* Fidesz has cemented powers ahead of Oct. 3 municipal vote
* PM Orban faces two limits: financial markets and EU
* 2011 budget in focus after local vote
* EU presidency in 2011 next key challenge
By Krisztina Than
BUDAPEST, Sept 22 (Reuters) - Hungarian Prime Minister Viktor Orban has one of the strongest political mandates in Europe but he faces two constraints beyond his control: financial markets and the European Union.
These two forces will continue to pose serious challenges to Orban, with the first big test after October municipal elections when his centre-right government will have to present a credible 2011 budget to reassure investors.
Investors and rating agencies will scrutinize this budget to decide whether to give his centre-right government the benefit of the doubt after it broke ties with the International Monetary Fund and baffled markets with confusing messages since April.
If they are convinced the government is committed to deficit reduction and will put high public debt on a declining path, Hungary can escape a downgrade in its sovereign rating -- and there is chance for a "virtuous circle" in which investor trust returns and risk premia on Hungarian assets fall.
Even then, risks will remain about the country's ability to finance its debts from markets in coming years without an IMF satefy net amid still fragile global investor sentiment.
Orban, 47, whose Fidesz party won a historic two-thirds majority in parliament in April, is seen as a shrewd, pragmatic politician who is planning to stay in power beyond the next general elections, due in 2014.
For this, he needs to put the economy firmly back on a growth track and create jobs.
"There are only two issues that are now posing barriers to his powers: markets -- which he is trying to manipulate in a manner that I have never seen anywhere in Europe -- and the other very painful limit for him is the common EU decisions," said an EU diplomat in Budapest.
Since his April election landslide, the yield on Hungarian 5-year bonds has risen 110 basis points to 6.8 percent, and the forint currency has fallen by 5.7 percent against the euro.
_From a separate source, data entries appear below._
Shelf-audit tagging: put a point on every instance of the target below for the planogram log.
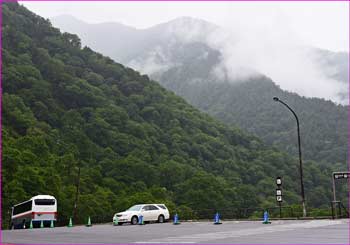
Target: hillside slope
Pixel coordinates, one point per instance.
(72, 117)
(183, 62)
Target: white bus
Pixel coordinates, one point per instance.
(38, 208)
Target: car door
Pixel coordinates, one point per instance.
(146, 213)
(153, 212)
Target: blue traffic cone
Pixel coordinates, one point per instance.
(217, 219)
(89, 222)
(141, 222)
(266, 218)
(176, 220)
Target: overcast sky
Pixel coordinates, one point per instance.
(319, 24)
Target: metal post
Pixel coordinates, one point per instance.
(280, 210)
(300, 161)
(334, 197)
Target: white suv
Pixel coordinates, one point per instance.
(150, 212)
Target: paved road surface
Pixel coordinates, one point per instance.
(287, 232)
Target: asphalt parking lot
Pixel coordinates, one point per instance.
(230, 232)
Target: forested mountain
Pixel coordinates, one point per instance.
(183, 62)
(71, 115)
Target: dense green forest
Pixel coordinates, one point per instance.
(247, 103)
(194, 69)
(69, 110)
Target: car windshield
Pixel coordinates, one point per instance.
(135, 208)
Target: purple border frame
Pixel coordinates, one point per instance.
(1, 1)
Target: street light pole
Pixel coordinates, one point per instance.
(300, 161)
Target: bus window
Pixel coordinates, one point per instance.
(24, 207)
(44, 202)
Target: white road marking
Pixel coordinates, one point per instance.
(203, 237)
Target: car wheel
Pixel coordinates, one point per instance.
(134, 220)
(161, 218)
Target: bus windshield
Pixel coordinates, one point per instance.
(22, 208)
(44, 202)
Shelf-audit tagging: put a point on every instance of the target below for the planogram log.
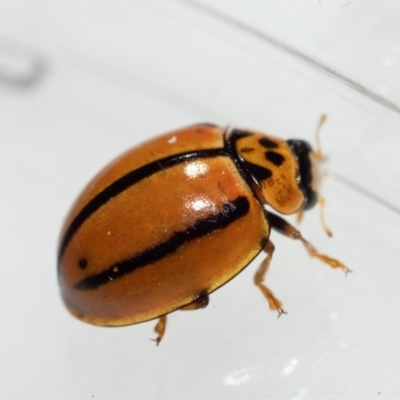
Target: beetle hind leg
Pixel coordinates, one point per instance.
(274, 303)
(200, 301)
(283, 227)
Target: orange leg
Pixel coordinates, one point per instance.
(200, 301)
(160, 329)
(274, 303)
(282, 226)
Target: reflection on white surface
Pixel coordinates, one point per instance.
(289, 369)
(196, 169)
(237, 377)
(172, 140)
(303, 393)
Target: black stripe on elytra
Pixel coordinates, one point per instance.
(229, 213)
(276, 158)
(302, 150)
(128, 180)
(258, 173)
(268, 143)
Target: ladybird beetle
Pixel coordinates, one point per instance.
(173, 219)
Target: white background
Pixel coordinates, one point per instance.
(81, 81)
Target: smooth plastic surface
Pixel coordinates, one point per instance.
(120, 72)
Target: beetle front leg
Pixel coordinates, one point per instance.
(283, 227)
(160, 329)
(274, 303)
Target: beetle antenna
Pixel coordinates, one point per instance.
(321, 122)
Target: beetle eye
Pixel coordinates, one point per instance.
(83, 263)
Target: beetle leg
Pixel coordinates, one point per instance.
(201, 301)
(160, 329)
(283, 227)
(274, 303)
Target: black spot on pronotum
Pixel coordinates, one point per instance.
(268, 143)
(228, 214)
(276, 158)
(302, 150)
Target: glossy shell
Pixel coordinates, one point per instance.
(165, 223)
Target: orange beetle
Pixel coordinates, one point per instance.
(175, 218)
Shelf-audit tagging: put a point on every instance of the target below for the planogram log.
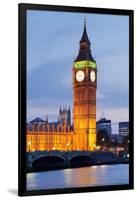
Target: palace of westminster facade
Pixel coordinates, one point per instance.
(62, 135)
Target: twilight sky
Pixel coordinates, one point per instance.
(53, 44)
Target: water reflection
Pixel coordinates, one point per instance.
(79, 177)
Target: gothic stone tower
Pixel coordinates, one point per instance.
(84, 94)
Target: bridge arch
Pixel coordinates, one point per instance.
(80, 160)
(48, 162)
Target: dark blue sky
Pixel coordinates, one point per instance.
(52, 45)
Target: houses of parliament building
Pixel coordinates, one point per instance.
(42, 135)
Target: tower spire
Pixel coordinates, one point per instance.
(84, 51)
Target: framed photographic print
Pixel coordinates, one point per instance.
(75, 99)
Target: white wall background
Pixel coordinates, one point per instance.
(9, 98)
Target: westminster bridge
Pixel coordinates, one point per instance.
(46, 160)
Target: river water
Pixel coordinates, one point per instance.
(79, 177)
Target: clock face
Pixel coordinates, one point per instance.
(92, 76)
(80, 76)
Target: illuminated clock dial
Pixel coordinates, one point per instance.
(80, 76)
(92, 76)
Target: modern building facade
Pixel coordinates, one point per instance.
(124, 128)
(104, 123)
(61, 135)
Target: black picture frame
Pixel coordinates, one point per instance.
(22, 97)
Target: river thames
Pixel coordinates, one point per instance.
(79, 177)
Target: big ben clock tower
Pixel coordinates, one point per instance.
(84, 96)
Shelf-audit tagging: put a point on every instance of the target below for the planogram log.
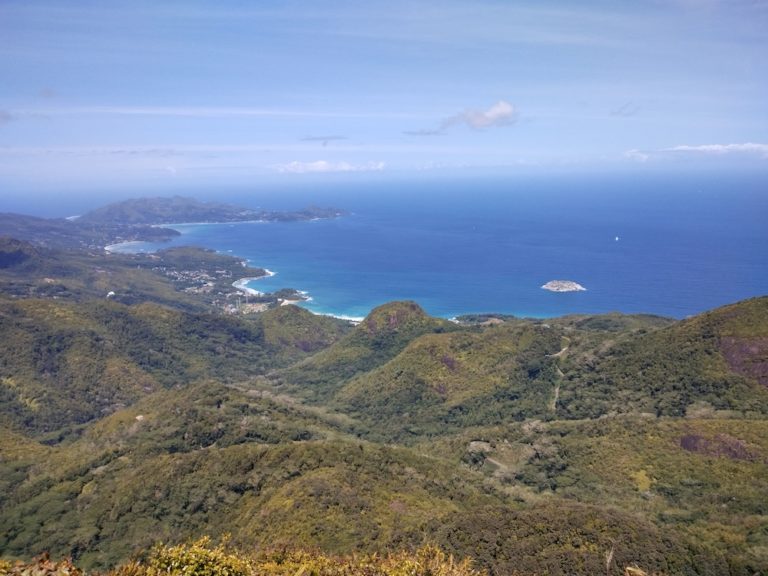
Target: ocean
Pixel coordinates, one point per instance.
(669, 245)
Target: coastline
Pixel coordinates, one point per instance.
(242, 283)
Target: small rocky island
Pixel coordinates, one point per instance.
(563, 286)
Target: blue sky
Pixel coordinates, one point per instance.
(161, 93)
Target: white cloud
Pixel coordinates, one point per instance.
(297, 167)
(500, 114)
(636, 155)
(745, 148)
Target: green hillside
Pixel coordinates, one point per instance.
(385, 332)
(577, 445)
(66, 364)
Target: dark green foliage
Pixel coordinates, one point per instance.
(536, 446)
(381, 336)
(444, 382)
(66, 364)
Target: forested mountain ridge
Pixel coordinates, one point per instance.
(133, 409)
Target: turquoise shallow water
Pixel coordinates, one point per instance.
(673, 247)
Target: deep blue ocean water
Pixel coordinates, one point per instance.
(685, 244)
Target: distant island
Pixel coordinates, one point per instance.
(142, 219)
(563, 286)
(178, 209)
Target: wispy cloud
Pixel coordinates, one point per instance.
(746, 149)
(200, 112)
(323, 139)
(626, 110)
(500, 114)
(719, 149)
(296, 167)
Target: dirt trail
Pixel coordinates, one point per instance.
(560, 375)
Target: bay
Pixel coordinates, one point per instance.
(667, 245)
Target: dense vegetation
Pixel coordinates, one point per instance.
(576, 445)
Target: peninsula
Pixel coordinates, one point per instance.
(563, 286)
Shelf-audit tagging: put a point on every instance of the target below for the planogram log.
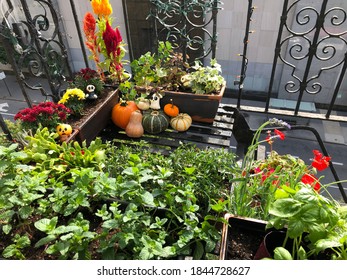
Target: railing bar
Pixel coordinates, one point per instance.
(312, 52)
(284, 17)
(337, 88)
(244, 54)
(80, 37)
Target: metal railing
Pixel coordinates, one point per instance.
(314, 42)
(34, 45)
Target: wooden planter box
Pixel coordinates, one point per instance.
(97, 118)
(201, 107)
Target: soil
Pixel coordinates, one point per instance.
(242, 243)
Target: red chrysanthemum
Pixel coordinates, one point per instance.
(320, 162)
(280, 134)
(311, 180)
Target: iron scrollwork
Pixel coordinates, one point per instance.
(39, 45)
(190, 25)
(315, 40)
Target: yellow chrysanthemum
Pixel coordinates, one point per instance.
(71, 93)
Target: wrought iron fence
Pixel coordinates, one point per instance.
(190, 25)
(311, 42)
(30, 33)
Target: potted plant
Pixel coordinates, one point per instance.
(101, 202)
(279, 196)
(195, 90)
(105, 43)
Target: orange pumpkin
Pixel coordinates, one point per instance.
(171, 110)
(121, 113)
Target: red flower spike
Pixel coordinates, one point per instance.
(320, 162)
(112, 39)
(280, 134)
(311, 180)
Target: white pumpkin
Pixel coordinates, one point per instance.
(182, 122)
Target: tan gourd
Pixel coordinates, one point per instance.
(134, 129)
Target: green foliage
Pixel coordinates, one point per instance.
(107, 202)
(314, 223)
(205, 80)
(167, 69)
(86, 77)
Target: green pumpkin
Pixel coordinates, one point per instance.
(155, 121)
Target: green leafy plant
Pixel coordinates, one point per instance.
(204, 80)
(314, 223)
(85, 77)
(104, 202)
(167, 70)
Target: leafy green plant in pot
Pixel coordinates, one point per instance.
(315, 225)
(196, 90)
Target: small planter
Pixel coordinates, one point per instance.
(201, 107)
(271, 240)
(241, 237)
(95, 119)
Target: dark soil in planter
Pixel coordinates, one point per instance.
(243, 244)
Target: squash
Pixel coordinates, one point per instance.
(182, 122)
(171, 110)
(134, 128)
(143, 104)
(155, 122)
(121, 113)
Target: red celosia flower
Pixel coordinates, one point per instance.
(280, 134)
(267, 174)
(112, 39)
(311, 180)
(320, 162)
(89, 26)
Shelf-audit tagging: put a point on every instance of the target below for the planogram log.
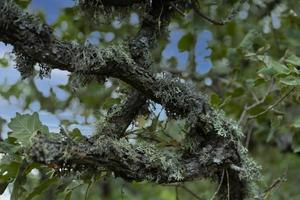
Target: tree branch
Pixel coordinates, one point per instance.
(212, 144)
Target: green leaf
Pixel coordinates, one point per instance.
(75, 134)
(250, 39)
(215, 99)
(69, 195)
(44, 185)
(291, 80)
(24, 126)
(296, 123)
(20, 181)
(187, 42)
(273, 67)
(3, 62)
(294, 60)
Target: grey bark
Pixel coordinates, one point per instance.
(211, 146)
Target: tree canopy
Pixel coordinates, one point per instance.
(185, 99)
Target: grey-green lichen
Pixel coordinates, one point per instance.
(108, 10)
(90, 58)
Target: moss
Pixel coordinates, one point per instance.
(103, 12)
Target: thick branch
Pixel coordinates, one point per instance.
(138, 162)
(212, 144)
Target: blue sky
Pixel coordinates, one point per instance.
(9, 75)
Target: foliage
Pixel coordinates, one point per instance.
(254, 77)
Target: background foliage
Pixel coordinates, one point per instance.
(248, 67)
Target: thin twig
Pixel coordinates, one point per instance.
(219, 186)
(176, 191)
(274, 105)
(177, 9)
(228, 185)
(276, 183)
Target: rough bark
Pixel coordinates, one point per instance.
(212, 144)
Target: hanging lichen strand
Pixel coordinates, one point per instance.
(212, 145)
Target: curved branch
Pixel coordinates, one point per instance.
(212, 144)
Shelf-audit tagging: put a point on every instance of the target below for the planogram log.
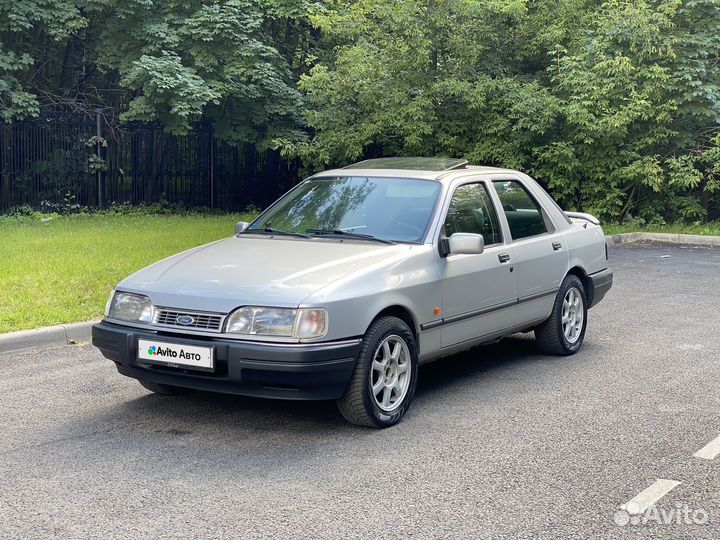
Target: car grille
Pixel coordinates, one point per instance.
(201, 321)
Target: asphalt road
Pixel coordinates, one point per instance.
(501, 442)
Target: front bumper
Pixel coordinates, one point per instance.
(282, 371)
(600, 284)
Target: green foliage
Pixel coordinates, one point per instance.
(614, 105)
(198, 60)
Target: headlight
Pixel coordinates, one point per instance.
(297, 323)
(130, 307)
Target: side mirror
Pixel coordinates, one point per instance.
(465, 244)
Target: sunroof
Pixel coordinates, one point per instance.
(410, 163)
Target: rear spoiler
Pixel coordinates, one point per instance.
(586, 217)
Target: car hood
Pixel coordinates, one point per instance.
(255, 270)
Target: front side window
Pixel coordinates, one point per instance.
(524, 215)
(471, 211)
(394, 209)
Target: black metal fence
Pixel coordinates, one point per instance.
(50, 159)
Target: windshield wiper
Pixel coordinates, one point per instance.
(338, 232)
(276, 232)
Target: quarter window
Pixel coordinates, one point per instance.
(471, 211)
(524, 215)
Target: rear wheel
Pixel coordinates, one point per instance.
(564, 331)
(164, 389)
(385, 377)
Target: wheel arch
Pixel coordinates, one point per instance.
(402, 313)
(582, 275)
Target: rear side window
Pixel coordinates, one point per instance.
(524, 215)
(472, 211)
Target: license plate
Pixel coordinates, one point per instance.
(175, 355)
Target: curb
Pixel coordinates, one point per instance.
(665, 238)
(50, 336)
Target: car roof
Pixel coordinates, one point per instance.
(439, 169)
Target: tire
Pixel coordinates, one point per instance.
(394, 376)
(164, 389)
(563, 339)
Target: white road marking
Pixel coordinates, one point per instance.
(710, 450)
(643, 500)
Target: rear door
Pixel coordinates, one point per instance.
(478, 291)
(539, 253)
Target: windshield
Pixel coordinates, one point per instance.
(394, 209)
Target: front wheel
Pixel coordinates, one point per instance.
(385, 376)
(564, 331)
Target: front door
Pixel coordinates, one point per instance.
(478, 291)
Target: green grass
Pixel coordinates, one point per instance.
(706, 229)
(62, 270)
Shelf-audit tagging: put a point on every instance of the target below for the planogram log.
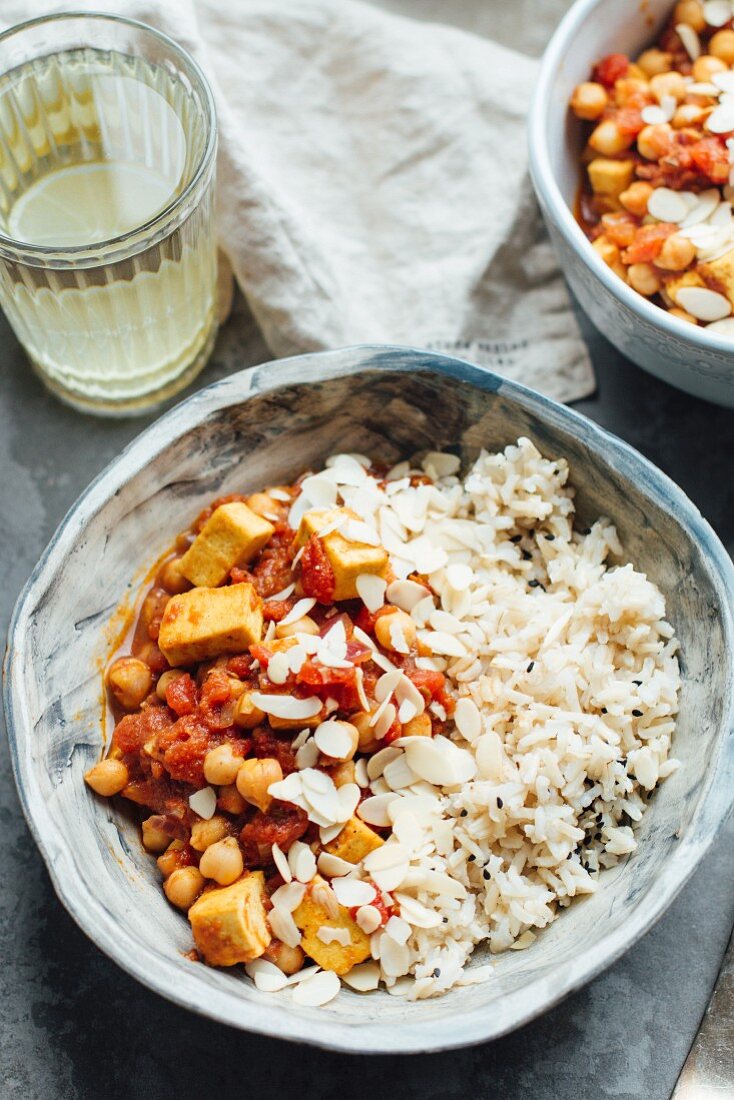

However it had fallen as much as 11 percent at the height of the crisis on July 19.
TIGHTENED GRIP
Orban has tightened Fidesz's grip on key institutions, and delivered on symbolic pledges such as easing cizitenship for ethnic Hungarians in neighbouring states while giving little detail on his fiscal plans.
He tested markets' patience by seeking budget leeway to boost growth at a time when the EU is trying to rein in public deficits, and by pushing what some observers see as an "economic nationalist" agenda.
Orban has favoured domestic firms, taxed banks heavily, lashed out at "speculators" and stood up to the IMF.
His government has committed, reluctantly, to cutting the budget deficit below 3 percent of gross domestic product next year under heavy pressure from the EU and a weakening forint.
Hungary will be in the forefront of attention from January when it takes over the EU's rotating presidency with key budget and economic issues on the agenda.
But before that, the period after the October vote will be critical to show whether Orban will use his mandate to restore fiscal discipline and launch potentially painful reforms in healthcare, local governments and at loss-making state firms.
"The key to market financing rests with the government's ability to fill with credible detailed plans the recently announced low deficit target," said Janos Samu, an analyst at Concorde in Budapest.
ON A MISSION
Orban swept to power with a mission to make Hungary a strong economy again after eight years of Socialist rule, promising to cut taxes and create "one million jobs in 10 years".
His Fidesz party has managed to maintain its big poll lead at around 60 percent among decided voters since April elections and is expected to score a major win again in the local vote.
But it has done so by saying different things to different audiences, promising voters it will regain financial independence from lenders and ruling out austerity, while trying to reassure markets with budget discipline pledges when needed.
This confused markets and led to falls in the forint and bonds in June -- when some Fidesz officials likened Hungary's fiscal situation to Greece -- and in July when Hungary's talks with the IMF and EU unexpectedly collapsed.
"Fidesz seems to forget we are in a globalised world and every word has an impact outside," another EU diplomat said.
"There are such tensions between the intention of regaining economic sovereignty and the small fiscal room of manoeuvre ...that it's very difficult to build a consistent economic policy on that," added Peter Tolgyessy, a political analyst.
Orban will have a tough task to meet fiscal targets and beef up the economy. For the time being, investors remain cautious.
"The government, in principle, holds the power to... create a virtuous circle in which a stronger forint and lower risk premium could remove the threat of rate hikes and allow government bonds to rally," Barclays Capital said in a note.
"However, there are many `ifs' in that equation."